对所有治疗组进行对数-秩检验,以确定治疗对存活时间是否有整体效果。统计检验显示治疗对存活时间有高度显著的效果,卡方值为32,p值为0.00004。
为确定哪对治疗为在统计上差异的,在所有的治疗对组合上,进行对数-秩检验。对多重比较应用Tukey(真正地显著差异)调节,以确保维持全局α水平5%。在该方法下,每个比较的修正的α水平为0.002或0.2%。
表3报导对数-秩检验的p值。用星形标记的粗体的值,其中p值低于0.002,表明发现治疗组对具有统计上差异的存活分布。在4种负载紫杉醇的聚合物治疗中,只有5%和10%浓度被认为具有对安慰剂统计上差异的存活曲线。此外,10%和20%剂量浓度与0%浓度显著差异,0%浓度治疗组与安慰剂对照组最相似。在5%至20%活性紫杉醇凝胶治疗内,没有检测到存活差异。总之,只在活性剂治疗(10%、20%凝胶治疗)和无活性剂治疗(0%凝胶治疗和安慰剂)之间发现统计上显著的差异。
肿瘤生长
在治疗之后的每组的肿瘤生长速率见于图10。最高肿瘤大小报导于在其治疗方案中不接受紫杉醇的对照组。在#8组(不治疗)中在第20天肿瘤大小为3.6克,在#1组(不含紫杉醇的P(SA:RA)(20:80))中肿瘤大小为2.5克。在用负载紫杉醇的聚合物治疗的所有组中,肿瘤大小比空白聚合物或非治疗组的小很多,范围为1.3-0.3克(图11)。
从该数据,我们可观察:
·活性剂治疗呈现比安慰剂或0%紫杉醇治疗长的潜伏期,即在肿瘤大小开始增加之前的时间
·5%、10%、15%和20%紫杉醇-聚合物治疗的肿瘤体积增长率似乎比其它治疗更慢
·对于5%、10%、15%和20%紫杉醇聚合物的治疗以及紫杉醇/泊洛沙姆F68的治疗,观察到不可检测的小鼠肿瘤生长
在可检测的肿瘤体积之前的时间(单位为天)内的描述统计显示:
·在10%紫杉醇凝胶治疗组中,出现大部分的小鼠具有连续不可检测的肿瘤体积
·最高时间中值即26.5天,也发生于10%剂量
·在安慰剂和0%剂量组中的变异系数(CV)比活性剂治疗的变异系数更低。
·这可通过以下事实解释:活性剂治疗组内的动物趋向于不同地反应;但是在对照组中的行为更一致
与存活曲线一致,10%紫杉醇凝胶治疗看来在提供最长存活时间上胜过其它的治疗。此外,安慰剂对照和0%紫杉醇凝胶治疗对应于最陡的存活曲线,意味着在整个时间内零级肿瘤生长的可能性相当迅速。

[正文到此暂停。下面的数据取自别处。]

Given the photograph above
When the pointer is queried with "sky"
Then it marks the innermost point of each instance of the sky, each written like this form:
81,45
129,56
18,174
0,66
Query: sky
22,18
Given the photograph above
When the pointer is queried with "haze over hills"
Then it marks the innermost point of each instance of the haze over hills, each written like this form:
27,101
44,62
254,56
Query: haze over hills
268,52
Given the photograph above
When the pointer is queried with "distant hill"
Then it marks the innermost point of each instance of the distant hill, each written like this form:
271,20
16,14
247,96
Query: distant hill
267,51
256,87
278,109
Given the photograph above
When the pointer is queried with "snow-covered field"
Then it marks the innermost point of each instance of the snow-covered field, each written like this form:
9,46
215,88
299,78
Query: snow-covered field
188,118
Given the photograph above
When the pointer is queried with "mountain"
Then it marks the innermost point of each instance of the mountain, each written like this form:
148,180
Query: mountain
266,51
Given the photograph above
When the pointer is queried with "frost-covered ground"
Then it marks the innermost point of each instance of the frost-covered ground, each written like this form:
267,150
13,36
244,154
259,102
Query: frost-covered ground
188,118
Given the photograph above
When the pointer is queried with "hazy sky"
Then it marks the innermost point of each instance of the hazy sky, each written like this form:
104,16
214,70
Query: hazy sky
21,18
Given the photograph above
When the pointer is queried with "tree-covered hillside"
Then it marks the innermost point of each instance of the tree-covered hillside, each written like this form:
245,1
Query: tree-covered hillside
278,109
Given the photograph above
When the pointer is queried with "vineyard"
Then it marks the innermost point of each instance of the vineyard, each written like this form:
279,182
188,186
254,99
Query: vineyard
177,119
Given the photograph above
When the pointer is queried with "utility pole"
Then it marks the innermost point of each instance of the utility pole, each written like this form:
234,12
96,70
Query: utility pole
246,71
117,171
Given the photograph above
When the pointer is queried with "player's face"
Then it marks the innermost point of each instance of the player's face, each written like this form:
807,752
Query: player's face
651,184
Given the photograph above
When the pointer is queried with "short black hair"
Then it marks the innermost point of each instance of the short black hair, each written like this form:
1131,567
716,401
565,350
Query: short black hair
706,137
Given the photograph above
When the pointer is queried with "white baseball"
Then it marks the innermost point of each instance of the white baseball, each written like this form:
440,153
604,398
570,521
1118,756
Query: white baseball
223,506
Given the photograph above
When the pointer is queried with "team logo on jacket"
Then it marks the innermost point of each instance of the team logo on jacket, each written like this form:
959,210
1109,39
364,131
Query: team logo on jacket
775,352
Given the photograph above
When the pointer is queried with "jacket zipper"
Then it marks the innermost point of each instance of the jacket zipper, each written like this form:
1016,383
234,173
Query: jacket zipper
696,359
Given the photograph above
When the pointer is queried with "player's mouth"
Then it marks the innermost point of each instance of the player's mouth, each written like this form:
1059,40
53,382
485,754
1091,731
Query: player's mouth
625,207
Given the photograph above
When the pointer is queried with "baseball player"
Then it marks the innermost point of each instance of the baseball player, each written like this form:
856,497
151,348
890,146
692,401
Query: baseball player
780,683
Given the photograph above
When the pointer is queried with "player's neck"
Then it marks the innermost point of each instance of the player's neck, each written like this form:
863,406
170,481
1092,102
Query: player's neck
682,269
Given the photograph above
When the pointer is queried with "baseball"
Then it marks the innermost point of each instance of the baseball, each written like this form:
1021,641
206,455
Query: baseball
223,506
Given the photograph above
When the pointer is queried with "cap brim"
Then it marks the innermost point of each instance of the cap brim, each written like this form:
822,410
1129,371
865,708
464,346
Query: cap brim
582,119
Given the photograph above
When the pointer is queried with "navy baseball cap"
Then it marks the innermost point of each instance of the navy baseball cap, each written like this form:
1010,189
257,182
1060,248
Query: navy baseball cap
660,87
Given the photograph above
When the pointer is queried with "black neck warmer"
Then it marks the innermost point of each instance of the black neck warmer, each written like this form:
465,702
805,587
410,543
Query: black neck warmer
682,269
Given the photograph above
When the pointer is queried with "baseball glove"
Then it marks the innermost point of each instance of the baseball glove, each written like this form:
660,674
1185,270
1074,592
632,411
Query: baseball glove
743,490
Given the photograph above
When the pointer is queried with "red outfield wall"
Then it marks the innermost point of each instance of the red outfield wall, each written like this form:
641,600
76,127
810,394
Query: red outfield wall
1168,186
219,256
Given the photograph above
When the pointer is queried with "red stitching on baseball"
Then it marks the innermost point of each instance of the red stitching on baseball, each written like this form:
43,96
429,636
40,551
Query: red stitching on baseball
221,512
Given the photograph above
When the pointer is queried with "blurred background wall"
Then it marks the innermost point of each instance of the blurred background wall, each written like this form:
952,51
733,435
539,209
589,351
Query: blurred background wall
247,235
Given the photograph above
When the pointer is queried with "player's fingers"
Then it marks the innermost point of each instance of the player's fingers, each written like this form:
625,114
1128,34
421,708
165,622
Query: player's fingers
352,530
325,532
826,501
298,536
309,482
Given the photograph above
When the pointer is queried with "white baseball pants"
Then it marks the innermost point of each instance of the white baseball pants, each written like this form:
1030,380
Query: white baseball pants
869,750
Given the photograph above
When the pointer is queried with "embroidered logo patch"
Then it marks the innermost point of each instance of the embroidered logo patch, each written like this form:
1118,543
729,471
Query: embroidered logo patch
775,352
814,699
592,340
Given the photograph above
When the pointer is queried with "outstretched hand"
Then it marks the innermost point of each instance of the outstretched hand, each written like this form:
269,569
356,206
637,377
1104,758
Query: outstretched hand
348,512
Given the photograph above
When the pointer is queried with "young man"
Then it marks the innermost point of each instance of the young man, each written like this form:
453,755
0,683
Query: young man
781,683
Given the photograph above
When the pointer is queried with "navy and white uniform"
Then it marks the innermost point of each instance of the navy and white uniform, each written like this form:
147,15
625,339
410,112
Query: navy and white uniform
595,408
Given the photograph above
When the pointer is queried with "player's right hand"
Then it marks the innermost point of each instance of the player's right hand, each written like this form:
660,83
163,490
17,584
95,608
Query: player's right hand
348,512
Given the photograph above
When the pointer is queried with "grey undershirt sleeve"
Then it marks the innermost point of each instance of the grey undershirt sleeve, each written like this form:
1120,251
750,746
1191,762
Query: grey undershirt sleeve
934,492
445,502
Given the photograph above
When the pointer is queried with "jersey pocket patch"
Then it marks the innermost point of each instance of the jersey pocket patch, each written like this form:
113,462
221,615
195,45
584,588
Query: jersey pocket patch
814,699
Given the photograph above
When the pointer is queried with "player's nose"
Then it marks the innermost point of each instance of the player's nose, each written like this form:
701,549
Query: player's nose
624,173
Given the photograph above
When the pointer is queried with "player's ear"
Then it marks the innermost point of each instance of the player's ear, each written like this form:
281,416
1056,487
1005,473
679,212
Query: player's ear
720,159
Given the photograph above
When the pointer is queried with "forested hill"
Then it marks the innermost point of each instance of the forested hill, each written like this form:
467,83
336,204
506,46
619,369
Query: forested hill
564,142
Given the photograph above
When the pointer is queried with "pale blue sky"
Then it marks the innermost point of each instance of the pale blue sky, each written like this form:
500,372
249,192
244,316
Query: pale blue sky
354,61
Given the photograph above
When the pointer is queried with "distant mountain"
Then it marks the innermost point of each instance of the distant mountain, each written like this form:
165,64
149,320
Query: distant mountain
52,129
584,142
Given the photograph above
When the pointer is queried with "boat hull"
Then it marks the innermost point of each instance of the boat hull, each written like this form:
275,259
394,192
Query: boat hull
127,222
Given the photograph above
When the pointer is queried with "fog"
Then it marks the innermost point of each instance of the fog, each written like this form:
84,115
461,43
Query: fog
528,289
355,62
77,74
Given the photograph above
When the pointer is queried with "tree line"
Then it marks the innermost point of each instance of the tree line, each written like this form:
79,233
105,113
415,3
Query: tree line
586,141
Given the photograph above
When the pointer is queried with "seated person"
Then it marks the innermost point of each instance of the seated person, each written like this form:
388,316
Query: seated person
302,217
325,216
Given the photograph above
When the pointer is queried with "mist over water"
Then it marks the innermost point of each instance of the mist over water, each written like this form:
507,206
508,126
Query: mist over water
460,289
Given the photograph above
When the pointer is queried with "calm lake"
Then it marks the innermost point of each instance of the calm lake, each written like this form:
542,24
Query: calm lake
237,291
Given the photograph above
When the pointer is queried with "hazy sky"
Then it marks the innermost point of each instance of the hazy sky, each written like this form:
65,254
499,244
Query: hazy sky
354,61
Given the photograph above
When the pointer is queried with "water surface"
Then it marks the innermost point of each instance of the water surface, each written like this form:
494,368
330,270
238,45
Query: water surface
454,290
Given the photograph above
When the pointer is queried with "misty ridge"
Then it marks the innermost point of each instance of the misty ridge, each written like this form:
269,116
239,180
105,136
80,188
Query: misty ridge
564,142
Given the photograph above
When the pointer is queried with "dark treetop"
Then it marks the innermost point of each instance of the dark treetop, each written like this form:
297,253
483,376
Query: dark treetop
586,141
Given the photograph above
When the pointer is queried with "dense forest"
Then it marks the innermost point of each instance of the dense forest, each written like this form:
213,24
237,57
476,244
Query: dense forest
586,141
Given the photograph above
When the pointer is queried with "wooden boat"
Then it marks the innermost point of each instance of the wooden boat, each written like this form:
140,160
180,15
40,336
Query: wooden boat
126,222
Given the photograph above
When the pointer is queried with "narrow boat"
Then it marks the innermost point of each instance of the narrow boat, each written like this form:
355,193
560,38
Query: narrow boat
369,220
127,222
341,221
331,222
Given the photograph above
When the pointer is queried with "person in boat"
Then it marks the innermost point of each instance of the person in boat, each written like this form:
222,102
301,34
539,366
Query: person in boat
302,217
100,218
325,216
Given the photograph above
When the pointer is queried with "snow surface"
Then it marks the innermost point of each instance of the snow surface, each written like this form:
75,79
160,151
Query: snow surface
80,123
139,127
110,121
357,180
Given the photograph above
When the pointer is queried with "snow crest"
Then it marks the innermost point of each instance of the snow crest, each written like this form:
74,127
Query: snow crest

为了比较治疗,拟合了Cox危害比模型,以检验对危害的处理效果。参考安慰剂对照,将估计的危害比呈现于下面的输出中。从输出中,我们发现每个治疗和安慰剂之间的危害比为统计上显著的(p值<0.05)。当与其它结果一致时,表现最高的危害减少的治疗为10%紫杉醇凝胶治疗,其危害为安慰剂的0.0338倍。此外,在发展可检测的肿瘤体积的危害中,5%和15%紫杉醇凝胶治疗提供相似的减少,危害比为安慰剂的0.0933倍和0.0907倍。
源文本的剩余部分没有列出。